На улице моросил мелкий дождь, тот самый питерский дождь, который он так любил за его способность превращать обыденное в акварель. Теперь он смотрел на него иначе: он видел в каждой капле прощание. Фонари горели тусклым жёлтым светом, отражаясь в лужах, и эти отражения танцевали, как призраки ушедших эпох. Он шёл по мокрому асфальту, сжимая в руке тяжёлый чемодан, и чувствовал, как каждый шаг отрывает его от прошлого.
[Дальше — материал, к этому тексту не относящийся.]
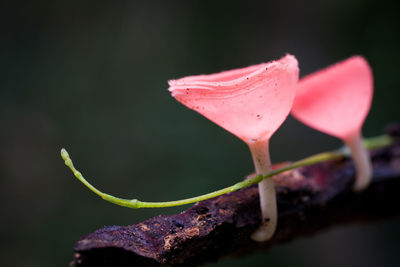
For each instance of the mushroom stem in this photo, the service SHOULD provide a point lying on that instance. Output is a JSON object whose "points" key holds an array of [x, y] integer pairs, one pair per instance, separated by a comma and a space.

Он дошёл до автобусной остановки и сел на мокрую скамейку, не обращая внимания на воду. Рядом стояла женщина с коляской, ребёнок в ней плакал, и женщина укачивала его, напевая что-то монотонное. Алексей Петрович смотрел на них и думал: вот она, жизнь, настоящая, некрасивая, шумная, с мокрыми подгузниками и разбитыми коленками. И в ней тоже есть красота — в том, как мать склоняется над коляской, как свет фонаря падает на её лицо, делая его похожим на мадонну. Но он больше не мог говорить об этом вслух. Он научился молчать.
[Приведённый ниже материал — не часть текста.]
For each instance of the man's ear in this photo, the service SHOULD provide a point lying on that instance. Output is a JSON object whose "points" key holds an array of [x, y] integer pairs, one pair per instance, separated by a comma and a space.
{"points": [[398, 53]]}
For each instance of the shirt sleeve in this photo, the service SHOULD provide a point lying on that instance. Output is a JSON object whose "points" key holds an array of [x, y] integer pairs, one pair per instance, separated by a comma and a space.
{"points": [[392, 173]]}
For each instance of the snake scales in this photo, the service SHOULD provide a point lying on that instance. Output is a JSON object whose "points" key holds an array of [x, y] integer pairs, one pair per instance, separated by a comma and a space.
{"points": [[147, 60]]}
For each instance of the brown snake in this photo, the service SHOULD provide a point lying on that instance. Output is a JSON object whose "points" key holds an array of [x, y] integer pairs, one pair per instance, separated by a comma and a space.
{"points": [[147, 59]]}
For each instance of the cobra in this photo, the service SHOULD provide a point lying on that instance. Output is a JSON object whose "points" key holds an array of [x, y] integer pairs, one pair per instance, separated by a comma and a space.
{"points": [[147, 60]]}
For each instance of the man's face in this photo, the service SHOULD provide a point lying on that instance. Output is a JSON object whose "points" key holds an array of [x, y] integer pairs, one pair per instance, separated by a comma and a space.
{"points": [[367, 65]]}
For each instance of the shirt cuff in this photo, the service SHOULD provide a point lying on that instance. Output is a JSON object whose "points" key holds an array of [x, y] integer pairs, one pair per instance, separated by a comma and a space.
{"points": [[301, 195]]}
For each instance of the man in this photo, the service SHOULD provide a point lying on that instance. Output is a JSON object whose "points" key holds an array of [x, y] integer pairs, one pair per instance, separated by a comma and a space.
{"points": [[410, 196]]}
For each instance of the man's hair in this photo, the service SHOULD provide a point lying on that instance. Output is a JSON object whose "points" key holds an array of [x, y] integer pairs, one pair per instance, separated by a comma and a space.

Подошёл автобус. Он сел, поставил чемодан у ног и смотрел в окно, как плывут мимо знакомые улицы, как неон вывесок расплывается в дождевой пелене. Он ехал на вокзал, хотя до поезда на Таймыр оставалась ещё неделя. Он просто хотел уехать из города немедленно, переночевать в гостинице, чтобы не встретиться с женой, не услышать её крик, не увидеть её слёз. Он знал, что она будет искать его, звонить в университет, поднимать тревогу. Но к тому времени он уже будет в самолёте, в том самом, который везёт его в белое ничто.
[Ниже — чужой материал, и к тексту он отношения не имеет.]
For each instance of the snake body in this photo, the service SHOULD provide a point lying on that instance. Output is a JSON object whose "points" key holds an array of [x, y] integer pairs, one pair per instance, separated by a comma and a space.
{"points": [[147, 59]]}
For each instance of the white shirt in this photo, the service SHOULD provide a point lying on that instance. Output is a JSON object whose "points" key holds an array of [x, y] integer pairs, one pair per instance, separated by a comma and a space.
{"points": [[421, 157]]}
В автобусе было душно, пахло мокрой одеждой и бензином. Он закрыл глаза и попытался представить Арктику. Он никогда там не был, но видел фотографии, читал описания. Белая бесконечность, где не за что зацепиться взгляду, где нет деревьев, домов, людей, только снег и ветер. Ему казалось, что это будет идеальная среда для него — там не будет безобразных рекламных щитов, не будет уродливых стеклянных офисов, не будет людей, которые смеются над его речами. Будет только чистота, которую он искал всю жизнь. Но он знал, что эта чистота — иллюзия. На самом деле Арктика — это смерть, замедленная, холодная, беспощадная. И он сознательно шёл навстречу этой смерти, потому что предпочитал умереть красиво, чем жить уродливо.